Problem 1: Finish representing the tic-tac-toe tree in
an array. You will need a large piece of paper, since
each node contains a board, rather than a word.
Position Board Parent LeftChild MiddleChild RightChild
. X .
1 . O O 0 2 3 4
X O X
. X .
2 X O O 1 5 0 6
X O X
X X .
3 . O O 1 7 0 8
X O X
----------------------------------------------------------------------
A common example of a binary tree is the process used by young
mathematics students to find the prime-factorization of a number.
The algorithm can be described as follows:
(1) Get a blank sheet of paper (Initialize)
(2) Write the number in the middle at the top of the page. (Root)
(3) Think of two numbers which, when you
(
multiply them, would equal "the number."
(a) If you found two numbers, then draw left
and right branches and put these numbers
at the ends.
(b) If you did not find two numbers, then
there is nothing more to do with this number.
(4) Do 3 for each number which you wrote in 3. (Repeat)
If none of the new numbers can be split, then stop.
(5) Write down all of the ATOMS - those numbers which
were not split - this is the prime-factorization.
For example, prime factoring 120 can give a variety of trees:
120 120
/ \ / \
12 10 2 60
/ \ / \ / \
3 4 2 5 2 30
/ \ / \
2 2 2 15
/ \
The prime factorization is: 3 5
120 = 3*2*2*2*5
Oddly enough, although a variety of trees are possible, they all contain
the same atoms - that is, the prime-factorization is unique.
The general algorithm for building up a binary tree is -
(1) Initialize - empty the tree
(2) Root - get a value for the root
(3) Split an atom
(4) Repeat (3) until finished
This concept is quite natural, but it is a bit tricky to keep track
of things in arrays.
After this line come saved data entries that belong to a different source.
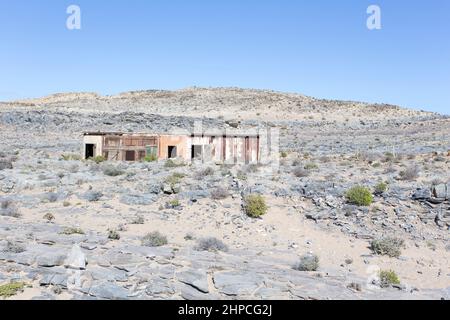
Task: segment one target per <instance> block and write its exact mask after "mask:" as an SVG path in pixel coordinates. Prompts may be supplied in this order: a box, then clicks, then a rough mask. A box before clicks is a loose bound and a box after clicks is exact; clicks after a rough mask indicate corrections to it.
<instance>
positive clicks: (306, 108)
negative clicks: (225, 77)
mask: <svg viewBox="0 0 450 320" xmlns="http://www.w3.org/2000/svg"><path fill="white" fill-rule="evenodd" d="M9 105H16V106H17V105H21V106H31V107H41V108H53V109H58V108H65V109H71V110H73V111H81V110H84V111H88V110H90V111H93V110H97V111H103V112H117V111H124V110H128V111H134V112H144V113H156V114H161V115H191V116H209V117H217V116H222V117H224V118H230V117H232V118H235V117H237V118H242V119H263V120H293V119H295V120H301V119H316V120H319V119H328V120H331V121H338V122H341V121H350V120H352V119H355V118H361V117H363V118H364V119H366V120H370V119H380V120H381V119H384V118H386V117H389V118H397V119H398V118H409V119H411V118H417V117H431V116H436V115H434V114H432V113H429V112H421V111H413V110H407V109H402V108H400V107H397V106H392V105H385V104H368V103H362V102H353V101H335V100H322V99H316V98H311V97H307V96H304V95H300V94H292V93H280V92H275V91H268V90H251V89H239V88H197V87H194V88H187V89H182V90H176V91H165V90H148V91H132V92H126V93H122V94H119V95H114V96H101V95H98V94H96V93H66V94H55V95H51V96H48V97H44V98H40V99H31V100H24V101H17V102H13V103H10V104H9Z"/></svg>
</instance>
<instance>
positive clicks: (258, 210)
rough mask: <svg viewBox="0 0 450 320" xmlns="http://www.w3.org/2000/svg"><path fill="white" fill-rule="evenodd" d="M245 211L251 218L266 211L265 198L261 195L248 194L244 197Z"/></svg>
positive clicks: (244, 204) (247, 214)
mask: <svg viewBox="0 0 450 320" xmlns="http://www.w3.org/2000/svg"><path fill="white" fill-rule="evenodd" d="M244 209H245V213H246V214H247V215H248V216H249V217H252V218H259V217H261V216H263V215H265V214H266V213H267V210H268V208H267V205H266V200H265V199H264V198H263V197H262V196H261V195H249V196H247V197H246V198H245V204H244Z"/></svg>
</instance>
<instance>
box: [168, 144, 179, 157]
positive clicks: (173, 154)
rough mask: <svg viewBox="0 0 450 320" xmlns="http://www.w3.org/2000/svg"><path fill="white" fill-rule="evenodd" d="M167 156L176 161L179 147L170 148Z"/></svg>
mask: <svg viewBox="0 0 450 320" xmlns="http://www.w3.org/2000/svg"><path fill="white" fill-rule="evenodd" d="M167 155H168V157H169V159H174V158H176V157H177V147H175V146H169V147H168V148H167Z"/></svg>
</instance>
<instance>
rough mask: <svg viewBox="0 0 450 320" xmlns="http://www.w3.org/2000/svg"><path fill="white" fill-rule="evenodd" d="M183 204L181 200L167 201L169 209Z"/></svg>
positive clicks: (167, 205)
mask: <svg viewBox="0 0 450 320" xmlns="http://www.w3.org/2000/svg"><path fill="white" fill-rule="evenodd" d="M180 206H181V203H180V200H178V199H174V200H170V201H167V202H166V208H167V209H175V208H178V207H180Z"/></svg>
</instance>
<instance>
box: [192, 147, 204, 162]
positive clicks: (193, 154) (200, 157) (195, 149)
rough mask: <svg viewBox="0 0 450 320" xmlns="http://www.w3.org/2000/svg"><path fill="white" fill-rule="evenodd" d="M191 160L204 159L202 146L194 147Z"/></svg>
mask: <svg viewBox="0 0 450 320" xmlns="http://www.w3.org/2000/svg"><path fill="white" fill-rule="evenodd" d="M191 158H192V159H201V158H202V146H196V145H193V146H192V150H191Z"/></svg>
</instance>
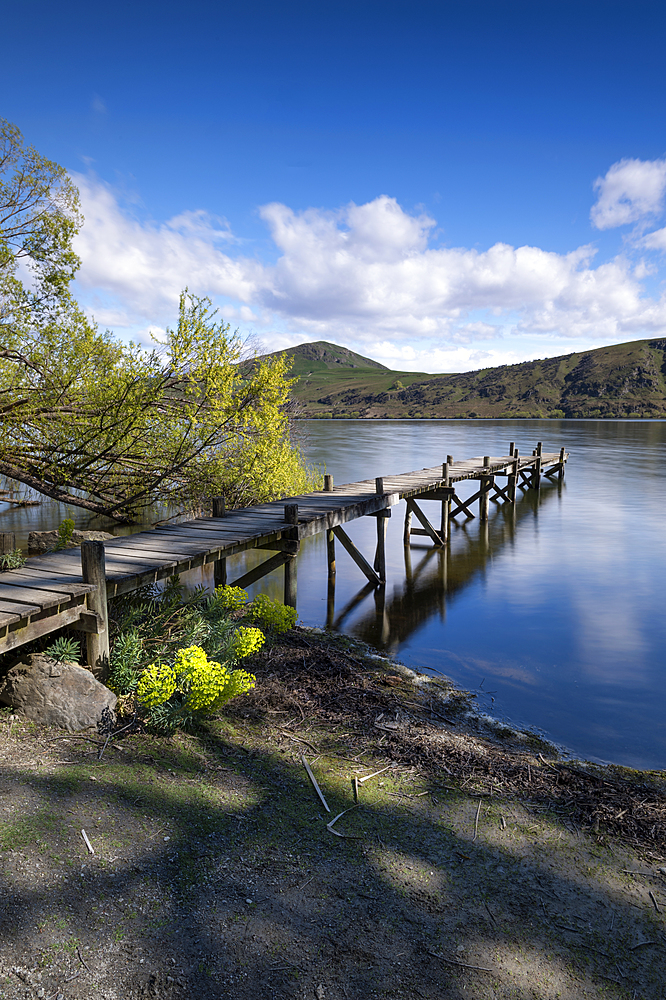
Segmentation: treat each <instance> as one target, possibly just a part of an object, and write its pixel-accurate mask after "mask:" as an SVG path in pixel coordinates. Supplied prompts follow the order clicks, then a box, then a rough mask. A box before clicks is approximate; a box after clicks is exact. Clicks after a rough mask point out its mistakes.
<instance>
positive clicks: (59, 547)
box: [56, 517, 74, 551]
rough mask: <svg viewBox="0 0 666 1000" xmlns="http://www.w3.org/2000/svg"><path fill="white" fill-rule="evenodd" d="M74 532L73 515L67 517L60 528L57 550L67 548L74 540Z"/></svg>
mask: <svg viewBox="0 0 666 1000" xmlns="http://www.w3.org/2000/svg"><path fill="white" fill-rule="evenodd" d="M73 534H74V521H73V520H72V518H71V517H66V518H65V520H64V521H63V522H62V524H61V525H60V527H59V528H58V541H57V543H56V551H59V550H60V549H66V548H67V546H68V545H69V543H70V542H71V540H72V535H73Z"/></svg>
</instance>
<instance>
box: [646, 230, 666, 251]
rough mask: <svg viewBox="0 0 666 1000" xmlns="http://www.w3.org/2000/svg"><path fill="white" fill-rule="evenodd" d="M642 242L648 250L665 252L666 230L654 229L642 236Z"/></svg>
mask: <svg viewBox="0 0 666 1000" xmlns="http://www.w3.org/2000/svg"><path fill="white" fill-rule="evenodd" d="M642 242H643V246H646V247H648V249H650V250H666V229H655V231H654V232H653V233H648V235H647V236H644V237H643V241H642Z"/></svg>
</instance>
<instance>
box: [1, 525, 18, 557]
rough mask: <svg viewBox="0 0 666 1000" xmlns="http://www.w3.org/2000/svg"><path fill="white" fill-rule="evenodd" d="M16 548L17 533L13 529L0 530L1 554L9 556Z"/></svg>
mask: <svg viewBox="0 0 666 1000" xmlns="http://www.w3.org/2000/svg"><path fill="white" fill-rule="evenodd" d="M15 549H16V535H15V534H14V532H13V531H2V532H0V556H8V555H9V553H10V552H13V551H14V550H15Z"/></svg>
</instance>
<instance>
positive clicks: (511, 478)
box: [507, 447, 520, 503]
mask: <svg viewBox="0 0 666 1000" xmlns="http://www.w3.org/2000/svg"><path fill="white" fill-rule="evenodd" d="M511 454H512V455H513V471H512V472H510V473H509V481H508V483H507V485H508V487H509V490H508V492H509V501H510V503H515V502H516V487H517V486H518V466H519V464H520V452H519V451H518V449H517V448H515V447H514V449H513V452H512V453H511Z"/></svg>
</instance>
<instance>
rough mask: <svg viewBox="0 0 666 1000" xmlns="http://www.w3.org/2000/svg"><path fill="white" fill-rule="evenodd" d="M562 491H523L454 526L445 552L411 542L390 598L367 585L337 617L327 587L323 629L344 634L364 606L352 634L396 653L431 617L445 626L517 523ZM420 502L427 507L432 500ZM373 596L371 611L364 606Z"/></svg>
mask: <svg viewBox="0 0 666 1000" xmlns="http://www.w3.org/2000/svg"><path fill="white" fill-rule="evenodd" d="M562 490H563V484H562V483H557V484H555V483H553V484H551V483H544V484H543V486H542V488H541V490H540V491H539V492H537V491H535V490H527V491H523V496H522V498H521V499H517V501H516V503H515V504H510V503H504V504H501V505H499V506H497V507H496V509H495V512H494V513H491V516H490V517H489V519H488V520H487V521H484V522H480V521H478V520H474V521H462V522H455V521H454V522H452V524H451V535H450V538H449V544H448V545H447V546H445V547H442V548H436V547H435V546H433V545H429V544H427V543H425V544H420V543H415V542H412V544H411V545H406V546H404V564H405V577H404V582H402V583H400V584H398V585H396V586H394V588H393V592H392V593H391V594H390V595H389V593H387V589H386V588H379V589H375V588H374V587H372V586H371V585H370V584H368V585H367V586H365V587H363V588H362V589H361V590H359V591H358V593H357V594H355V595H354V596H353V597H352V598H351V600H349V601H347V603H346V604H345V606H344V607H343V608H342V610H341V611H340V612H339V613H338V614H337V616H336V615H335V611H334V607H335V606H334V600H333V594H334V586H333V588H331V586H329V600H328V613H327V626H328V627H329V628H334V629H338V630H341V629H344V628H345V624H346V622H347V620H348V618H349V616H350V615H351V614H352V612H353V611H354V610H355V609H356V608H358V607H359V606H360V605H363V604H365V608H364V613H363V614H362V615H361V616H360V617H356V619H355V620H354V624H353V627H352V632H353V634H354V635H355V636H357V637H358V638H359V639H362V640H363V641H364V642H367V643H369V644H370V645H372V646H376V647H377V648H378V649H384V650H387V651H389V652H391V653H396V652H397V651H398V650H399V649H400V647H401V646H402V645H403V643H405V642H407V640H408V639H410V637H411V636H413V635H414V634H415V633H417V632H418V631H419V629H420V628H421V626H422V625H423V624H424V623H426V622H428V621H430V619H432V618H433V617H437V618H438V619H439V621H440V622H441V623H444V622H445V620H446V613H447V606H448V605H449V604H450V603H451V602H453V601H455V600H456V598H457V597H458V595H459V594H460V593H461V592H462V591H463V590H464V589H465V588H466V587H469V586H470V584H472V583H473V582H475V581H476V580H477V579H478V578H479V577H483V576H485V574H486V571H487V568H488V564H489V563H491V562H492V560H493V559H494V558H495V557H496V556H498V555H499V554H500V553H501V551H502V549H504V548H505V547H506V546H511V545H513V543H514V539H515V536H516V531H517V530H518V529H519V526H520V524H521V523H522V522H523V521H524V520H525V519H532V518H534V517H535V516H536V515H537V513H538V511H539V508H540V507H542V506H543V505H544V504H546V503H549V502H550V501H551V500H552V499H553V497H557V496H558V495H560V494H561V493H562ZM422 503H423V506H424V508H426V506H427V505H428V504H430V505H432V504H433V501H423V502H422ZM371 594H374V606H370V607H368V604H369V602H368V600H367V599H368V597H369V596H370V595H371Z"/></svg>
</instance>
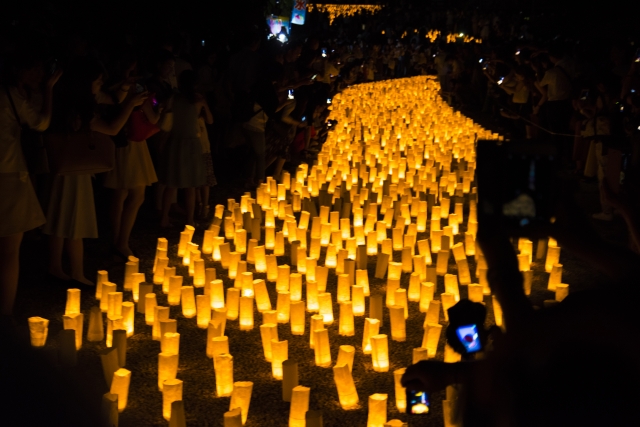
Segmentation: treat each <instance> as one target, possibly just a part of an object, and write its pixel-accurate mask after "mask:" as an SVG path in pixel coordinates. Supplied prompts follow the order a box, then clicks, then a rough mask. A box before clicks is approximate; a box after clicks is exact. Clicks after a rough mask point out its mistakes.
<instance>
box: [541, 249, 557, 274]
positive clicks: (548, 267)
mask: <svg viewBox="0 0 640 427" xmlns="http://www.w3.org/2000/svg"><path fill="white" fill-rule="evenodd" d="M559 262H560V247H559V246H549V247H548V248H547V259H546V260H545V263H544V271H546V272H547V273H551V270H552V269H553V265H554V264H558V263H559Z"/></svg>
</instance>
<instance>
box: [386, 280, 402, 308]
mask: <svg viewBox="0 0 640 427" xmlns="http://www.w3.org/2000/svg"><path fill="white" fill-rule="evenodd" d="M399 287H400V279H391V278H390V279H387V289H386V291H387V298H386V305H387V307H391V306H392V305H395V304H396V297H395V295H396V290H397V289H398V288H399Z"/></svg>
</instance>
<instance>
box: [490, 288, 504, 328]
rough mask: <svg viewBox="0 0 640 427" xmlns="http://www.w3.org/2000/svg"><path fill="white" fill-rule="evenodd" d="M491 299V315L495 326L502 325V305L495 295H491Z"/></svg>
mask: <svg viewBox="0 0 640 427" xmlns="http://www.w3.org/2000/svg"><path fill="white" fill-rule="evenodd" d="M491 301H492V303H493V317H494V318H495V320H496V325H497V326H502V307H500V303H499V302H498V299H497V298H496V296H495V295H491Z"/></svg>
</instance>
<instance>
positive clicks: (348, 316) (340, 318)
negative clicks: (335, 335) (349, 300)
mask: <svg viewBox="0 0 640 427" xmlns="http://www.w3.org/2000/svg"><path fill="white" fill-rule="evenodd" d="M339 304H340V322H339V328H338V331H339V332H338V333H339V334H340V335H343V336H346V337H352V336H353V335H354V334H355V326H354V322H353V308H352V304H351V301H343V302H341V303H339Z"/></svg>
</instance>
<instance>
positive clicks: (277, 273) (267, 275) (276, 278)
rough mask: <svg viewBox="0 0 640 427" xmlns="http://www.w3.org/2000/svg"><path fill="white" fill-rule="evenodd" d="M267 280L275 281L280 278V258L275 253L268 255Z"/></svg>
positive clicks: (266, 259)
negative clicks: (279, 271)
mask: <svg viewBox="0 0 640 427" xmlns="http://www.w3.org/2000/svg"><path fill="white" fill-rule="evenodd" d="M266 260H267V280H268V281H269V282H275V281H276V280H277V279H278V258H277V257H276V256H275V255H267V256H266Z"/></svg>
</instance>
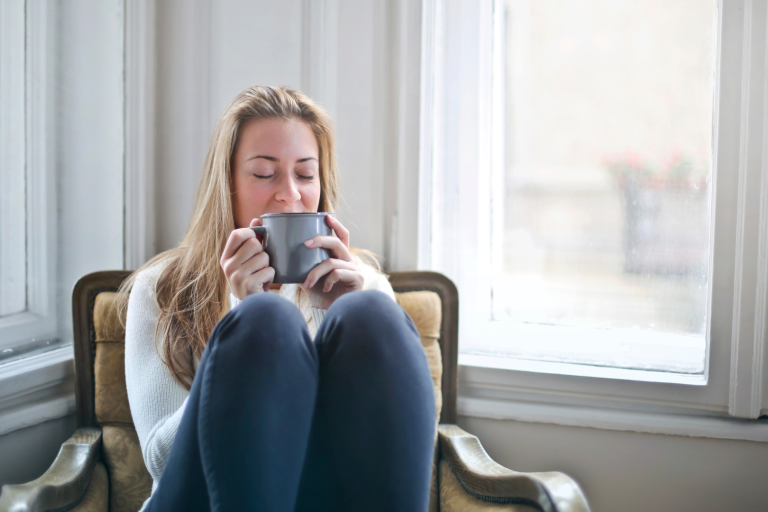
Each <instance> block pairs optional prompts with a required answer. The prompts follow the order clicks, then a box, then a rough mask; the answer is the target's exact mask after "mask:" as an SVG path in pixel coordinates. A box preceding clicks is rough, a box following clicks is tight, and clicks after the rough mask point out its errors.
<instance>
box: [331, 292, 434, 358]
mask: <svg viewBox="0 0 768 512" xmlns="http://www.w3.org/2000/svg"><path fill="white" fill-rule="evenodd" d="M326 323H327V325H323V327H324V328H325V329H324V330H327V331H329V332H327V333H325V334H326V335H327V336H331V337H344V338H349V343H353V344H355V345H366V344H371V345H372V346H381V343H382V342H386V345H387V346H388V347H389V348H392V347H393V346H395V345H398V344H400V343H402V344H405V345H406V346H410V345H413V344H414V343H416V344H417V345H418V346H419V348H420V343H419V334H418V331H417V330H416V327H415V326H414V325H413V322H412V321H411V319H410V317H409V316H408V314H407V313H406V312H405V310H403V308H401V307H400V306H399V305H398V304H397V303H396V302H395V301H393V300H392V299H391V298H390V297H388V296H387V295H385V294H384V293H382V292H379V291H375V290H369V291H361V292H354V293H349V294H346V295H343V296H341V297H340V298H339V299H337V300H336V302H334V303H333V305H332V306H331V308H330V309H329V310H328V313H327V314H326V317H325V319H324V320H323V324H326Z"/></svg>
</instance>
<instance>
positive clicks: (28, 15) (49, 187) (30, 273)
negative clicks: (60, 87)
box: [0, 1, 58, 356]
mask: <svg viewBox="0 0 768 512" xmlns="http://www.w3.org/2000/svg"><path fill="white" fill-rule="evenodd" d="M25 13H26V21H25V28H24V31H25V61H26V64H25V68H26V69H25V103H26V105H25V125H26V130H25V145H26V151H25V153H26V155H25V158H26V162H25V164H26V165H25V167H26V196H27V197H26V216H27V309H26V311H24V312H22V313H17V314H14V315H9V316H6V317H3V318H0V353H2V352H3V351H5V353H6V354H8V353H9V352H10V355H11V356H13V353H15V352H19V351H24V349H25V348H30V347H31V346H35V345H39V344H40V343H41V342H49V341H53V340H55V339H56V338H57V335H58V333H57V325H58V322H57V320H58V318H57V307H56V301H55V292H56V290H55V283H56V265H55V262H56V230H55V225H56V217H55V216H56V194H55V178H54V172H53V164H54V162H53V159H52V158H51V154H52V153H51V152H52V149H53V146H54V139H53V127H52V124H53V123H52V122H51V120H52V118H53V114H52V113H53V110H52V109H53V105H54V103H53V101H52V94H53V91H52V90H51V89H52V88H51V87H49V84H48V79H49V76H50V69H51V65H52V52H51V51H49V48H50V44H51V41H50V39H51V31H50V30H49V25H50V24H51V21H50V17H49V13H48V7H47V6H46V5H45V3H44V2H43V3H41V2H29V1H25Z"/></svg>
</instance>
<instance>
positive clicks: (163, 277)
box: [118, 86, 339, 389]
mask: <svg viewBox="0 0 768 512" xmlns="http://www.w3.org/2000/svg"><path fill="white" fill-rule="evenodd" d="M274 118H278V119H298V120H301V121H304V122H305V123H307V125H308V126H309V127H310V128H311V129H312V131H313V132H314V134H315V137H316V138H317V145H318V149H319V151H320V154H319V157H320V162H319V163H320V191H321V192H320V203H319V206H318V211H322V212H333V211H334V210H335V208H336V205H337V201H338V200H339V180H338V167H337V163H336V154H335V150H334V134H333V122H332V121H331V117H330V116H329V115H328V112H327V111H326V110H325V109H324V108H323V107H321V106H320V105H318V104H316V103H314V102H313V101H312V100H311V99H310V98H308V97H307V96H306V95H305V94H303V93H301V92H299V91H296V90H294V89H291V88H289V87H285V86H280V87H268V86H255V87H249V88H248V89H246V90H244V91H243V92H241V93H240V94H239V95H238V96H237V97H236V98H235V99H234V100H232V102H231V103H230V104H229V105H228V106H227V108H226V109H225V110H224V113H223V114H222V115H221V117H220V118H219V121H218V122H217V123H216V128H215V129H214V131H213V135H212V137H211V143H210V147H209V148H208V155H207V156H206V158H205V166H204V167H203V175H202V178H201V180H200V188H199V189H198V192H197V198H196V200H195V208H194V211H193V213H192V219H191V220H190V222H189V227H188V228H187V233H186V235H185V236H184V240H182V242H181V244H180V245H179V246H178V247H176V248H175V249H171V250H169V251H166V252H164V253H162V254H159V255H157V256H155V257H154V258H152V259H151V260H149V261H148V262H147V263H145V264H144V265H143V266H142V267H141V268H140V269H138V270H137V271H136V272H134V273H133V274H132V275H131V276H130V277H129V278H128V279H126V280H125V281H124V282H123V284H122V285H121V286H120V289H119V294H118V306H119V307H121V309H122V310H123V311H124V310H125V308H126V307H127V302H128V294H129V293H130V290H131V288H132V287H133V284H134V282H135V280H136V276H137V275H138V273H139V272H141V271H143V270H145V269H147V268H150V267H154V266H156V265H160V264H166V265H165V269H164V270H163V271H162V273H161V274H160V276H159V277H158V279H157V282H156V284H155V297H156V298H157V303H158V305H159V307H160V315H159V317H158V322H157V328H156V331H155V338H156V339H161V340H162V341H163V343H162V350H163V360H164V362H165V364H166V365H167V366H168V368H169V370H170V372H171V375H173V378H174V379H176V381H177V382H179V384H181V385H182V386H184V387H185V388H187V389H190V388H191V386H192V380H193V379H194V376H195V370H194V367H193V362H192V361H193V356H196V357H198V358H200V357H202V355H203V350H204V349H205V346H206V344H207V343H208V337H209V336H210V334H211V331H212V330H213V327H214V326H215V325H216V323H217V322H218V321H219V320H220V319H221V318H222V317H223V316H224V315H225V314H226V313H227V311H228V309H229V301H228V294H229V291H228V285H227V279H226V276H225V275H224V272H223V270H222V269H221V267H220V266H219V257H220V256H221V253H222V252H223V250H224V245H225V244H226V241H227V237H228V236H229V234H230V232H231V231H232V230H233V229H235V221H234V213H233V212H234V210H233V206H232V193H233V190H232V168H231V162H232V155H233V153H234V150H235V146H236V144H237V138H238V134H239V131H240V127H241V125H242V124H243V121H245V120H248V119H274ZM121 317H124V315H121Z"/></svg>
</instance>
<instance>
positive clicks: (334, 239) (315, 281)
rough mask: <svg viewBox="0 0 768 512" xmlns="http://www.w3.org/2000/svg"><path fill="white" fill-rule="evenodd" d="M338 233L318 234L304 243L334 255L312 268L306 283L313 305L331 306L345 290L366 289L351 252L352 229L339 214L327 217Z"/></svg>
mask: <svg viewBox="0 0 768 512" xmlns="http://www.w3.org/2000/svg"><path fill="white" fill-rule="evenodd" d="M325 220H326V222H327V223H328V226H330V227H331V229H333V230H334V231H335V232H336V236H316V237H314V238H311V239H309V240H307V241H306V242H304V245H306V246H307V247H309V248H311V249H317V248H320V247H322V248H324V249H328V250H329V251H330V253H331V257H330V258H328V259H327V260H325V261H324V262H322V263H320V264H319V265H318V266H316V267H315V268H313V269H312V271H311V272H310V273H309V275H308V276H307V280H306V281H305V282H304V285H303V286H304V288H305V289H307V290H309V296H310V297H311V300H312V306H314V307H316V308H321V309H328V308H329V307H330V306H331V304H333V301H335V300H336V299H338V298H339V297H340V296H342V295H344V294H345V293H349V292H354V291H357V290H362V289H363V284H364V283H365V278H364V277H363V273H362V270H361V269H360V265H359V264H358V263H357V262H356V261H355V259H354V258H353V257H352V253H351V252H349V231H348V230H347V228H345V227H344V226H343V225H342V224H341V222H339V221H338V220H337V219H336V217H334V216H332V215H327V216H326V217H325Z"/></svg>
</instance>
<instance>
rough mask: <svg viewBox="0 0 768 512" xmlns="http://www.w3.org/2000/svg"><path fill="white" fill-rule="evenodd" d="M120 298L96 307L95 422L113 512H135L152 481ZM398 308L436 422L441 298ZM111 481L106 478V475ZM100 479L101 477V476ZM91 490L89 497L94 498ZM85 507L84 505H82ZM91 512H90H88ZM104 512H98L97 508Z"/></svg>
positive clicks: (100, 303)
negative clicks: (434, 411)
mask: <svg viewBox="0 0 768 512" xmlns="http://www.w3.org/2000/svg"><path fill="white" fill-rule="evenodd" d="M115 296H116V294H115V293H114V292H101V293H99V294H98V295H97V296H96V299H95V302H94V307H93V324H94V337H95V341H96V353H95V361H94V380H95V383H94V387H95V390H94V391H95V404H94V405H95V411H96V419H97V420H98V422H99V424H100V425H101V426H102V429H103V442H102V443H103V444H102V450H103V453H102V455H103V457H102V460H103V461H104V462H105V464H106V470H107V472H108V477H109V486H108V487H109V502H110V511H111V512H130V511H136V510H138V509H139V508H140V507H141V504H142V503H143V502H144V500H146V499H147V497H148V496H149V494H150V491H151V489H152V478H151V477H150V475H149V473H148V472H147V470H146V467H145V466H144V461H143V458H142V456H141V447H140V445H139V439H138V436H137V435H136V430H135V429H134V427H133V419H132V418H131V410H130V406H129V404H128V394H127V391H126V387H125V330H124V329H123V327H122V325H121V322H120V317H119V314H118V311H117V310H116V308H115V307H114V306H113V304H114V300H115ZM395 297H396V299H397V301H398V303H399V304H400V305H401V306H402V307H403V309H405V310H406V311H407V312H408V314H409V315H410V316H411V318H412V319H413V322H414V324H415V325H416V328H417V329H418V331H419V334H420V336H421V343H422V345H423V346H424V351H425V353H426V355H427V360H428V362H429V367H430V371H431V372H432V383H433V386H434V390H435V404H436V406H437V418H436V422H435V423H437V419H439V418H440V410H441V407H442V392H441V388H440V383H441V379H442V374H443V367H442V357H441V354H440V344H439V338H440V322H441V320H442V318H441V308H440V297H439V296H438V295H437V294H436V293H434V292H428V291H417V292H407V293H396V294H395ZM433 468H434V471H433V475H432V489H431V493H432V495H433V499H432V500H431V503H432V504H433V506H434V507H436V505H437V493H438V489H437V471H436V469H437V468H436V465H435V466H433ZM105 477H106V475H105ZM99 478H100V477H99ZM99 478H94V479H92V481H91V484H90V485H91V486H96V487H95V489H99V490H98V491H97V490H94V491H93V493H94V495H99V494H98V493H99V492H102V487H100V486H103V482H102V481H101V480H100V479H99ZM91 492H92V491H91V487H89V489H88V493H91ZM82 503H83V504H84V503H85V500H83V502H82ZM83 510H88V511H90V510H91V509H83ZM93 510H99V509H93Z"/></svg>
Thus, it is important to write good procedures
for (1) (2) and (3) - splitting an atom is especially tricky.
Problem (2) : Write procedures for (1),(2), and (3). Then use them
to input a BINARY TREE, for example a
prime-factorization tree. The
procedure should work as follows: the user types in the "name" of an atom,
and the names of the two children, and the appropriate branches are added
to the arrays. Then write a 4th procedure - print atoms. This is a very
simple procedure - it simply searches the list of nodes, looking for zero
pointers in the left and right children.
Problem (3) : Automate this process, so that you write a program
which prime factors a number by using the tree
method. After each
the computer shows the list of atoms. The user types the name of an atom,
and the computer splits that atom if it is possible. Thus, the user
decides which atom to split, but the computer takes care of finding the
factors. This means you will need a new procedure which accepts an
integer as input, and returns two factors. It could return 0,0 for a
prime input - that is, a number with no factors. In this case,
no split occurs. Do not allow the following:
15
/ \
3 5
/ \
1 3
/ \
1 3
.............. Infinite tree, getting nowhere.
Problem (4) : Automate the process further: the computer chooses the
atom which is to be split. It loops, by itself, until none of the
atoms can be split. Then it stops! This is a bit tricky. Now you
should be able to type in a number, and the computer does the prime
factorization by itself.
Problem (5) : Although it is of no particular theoretical importance,
it is nice for people to be able to SEE a tree. The drawings above are
quite difficult to produce using a computer program, and have the
possibility of growing too large for the screen. Look at the Explorer
program in Windows . This is one possible way to represent a tree.
Another method, which makes sense in the prime-factorization problem,
is the following:
120
(12)(10)
((3)(4))((2)(5))
((3)((2)(2)))((2)(5))
There is one "formula" for each "level" in the tree.
Try writing a SHOWTREE procedure, which prints this list of formulas.
Problem (6) : The prime-factorization problem can produce many different
trees for the same number. Can you write a program which would COUNT the
number of different trees for a given number?